Let Your Hair Down: America, get some sleep

Sleep is a necessary part of human life, obviously. But what role does sleep perform in the world we live in today and how does it affect our social lives? 

Sleep’s place in society becomes more complex as the U.S. advances and reshapes overtime.The way a lack of sleep and an overworked body are glamorized in American culture is strange. We often brag about how little rest we got the night before to show off our endurance and work ethic. 

A seemingly private thing we all do, sleep can be thought of as both an escape from life’s demands and as a means of revitalizing our bodies. But because we now find ourselves in an era of 24/7 online alertness, the push to do more and sleep less has become trendier.

Adequate sleep is often referred to as unattainable for successful people, feeding into the notion that hard workers and those who truly succeed must not spend their time resting.
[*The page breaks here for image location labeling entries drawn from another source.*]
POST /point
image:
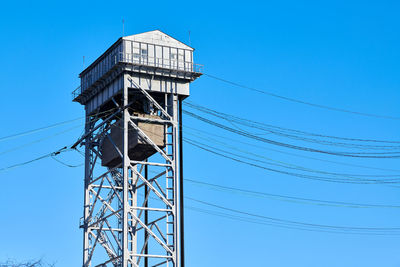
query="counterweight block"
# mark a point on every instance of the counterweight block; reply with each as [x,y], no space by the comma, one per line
[138,148]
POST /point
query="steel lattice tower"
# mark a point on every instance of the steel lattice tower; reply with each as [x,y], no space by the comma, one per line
[133,201]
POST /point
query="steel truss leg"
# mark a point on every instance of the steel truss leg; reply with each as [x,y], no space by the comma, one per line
[130,218]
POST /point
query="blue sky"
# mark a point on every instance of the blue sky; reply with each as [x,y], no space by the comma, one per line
[342,53]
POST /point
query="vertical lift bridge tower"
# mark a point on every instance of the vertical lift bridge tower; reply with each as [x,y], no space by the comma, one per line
[133,206]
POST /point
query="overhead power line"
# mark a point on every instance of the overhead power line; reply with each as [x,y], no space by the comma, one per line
[212,135]
[12,136]
[294,100]
[292,133]
[52,154]
[297,147]
[296,174]
[304,225]
[286,198]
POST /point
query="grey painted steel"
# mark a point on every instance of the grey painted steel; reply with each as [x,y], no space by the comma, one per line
[132,208]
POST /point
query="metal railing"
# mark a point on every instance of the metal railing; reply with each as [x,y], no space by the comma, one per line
[145,60]
[76,92]
[174,64]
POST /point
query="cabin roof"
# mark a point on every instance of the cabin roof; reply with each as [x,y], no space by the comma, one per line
[159,38]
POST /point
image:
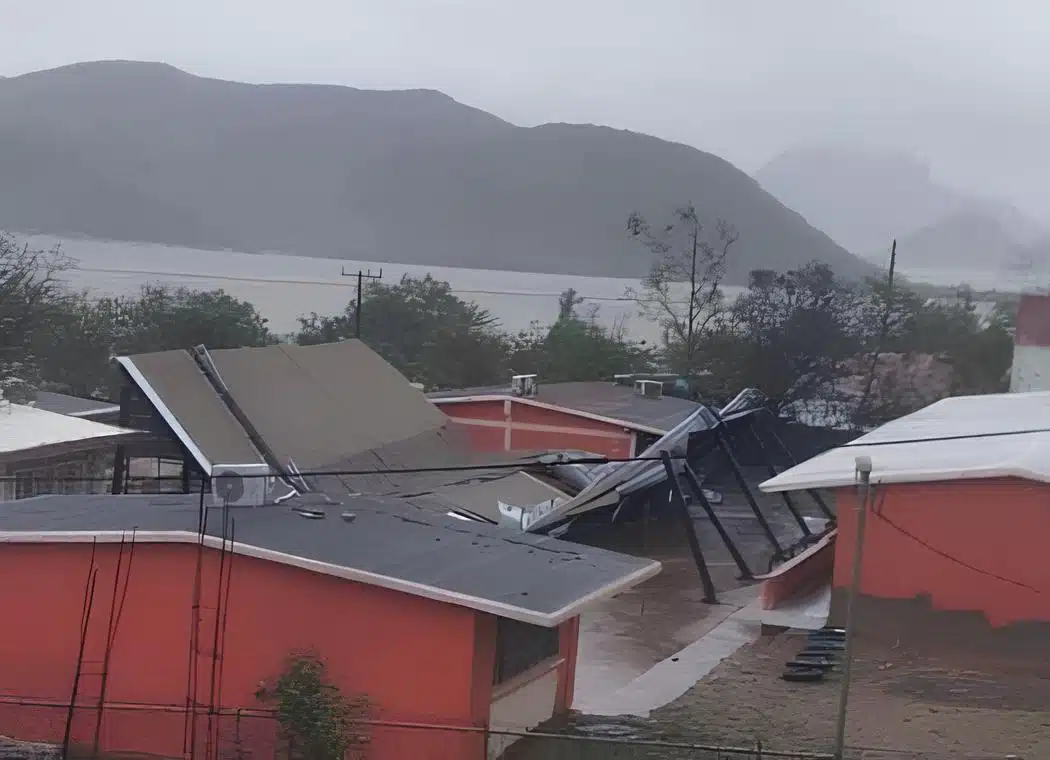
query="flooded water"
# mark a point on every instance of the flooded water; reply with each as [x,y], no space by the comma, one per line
[282,287]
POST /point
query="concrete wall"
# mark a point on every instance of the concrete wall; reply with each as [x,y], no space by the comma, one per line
[508,424]
[1031,346]
[415,659]
[966,546]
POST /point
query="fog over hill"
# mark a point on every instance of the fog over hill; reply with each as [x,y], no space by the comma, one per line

Why is the idea of neglecting our bodies of rest idealized? 

Present-day America perpetuates the idea that sleep corresponds with laziness. Somehow, today’s social structure demands that the ideal worker achieves goals without the aid of sleep, a literal human need. 

This normalizes the “all-nighter” and places admiration on the picture of an overworked individual. However, the link between success and sleeplessness is only a social stigma built by the frameworks of society’s working world and modern education system. 

Thus, judgments about a person’s work ethic and self-discipline are determined based on these measures, so a lack of sleep serves as a social indicator of how valuable an individual’s occupational role or status may be.

According to a recent study by the Sleep Foundation, only 47 percent of adults reported they feel sleepy throughout the day and many feeling so extremely sleepy that they doze off unintentionally throughout the day. 

Public health and safety is in potential jeopardy due to the misinformed ideologies of the successful workaholic who puts sleep on the back-burner in the pursuit of achievement. 

American life clings to productivity and increasingly looks down upon personal care and wellness, but we must at some point succumb to the irresistible drowsiness that daunts over us, and that is not wrong, weak or lazy. As adequate sleep becomes further and further from the norm in America, the image of success finds less and less space for sleep in its recipe.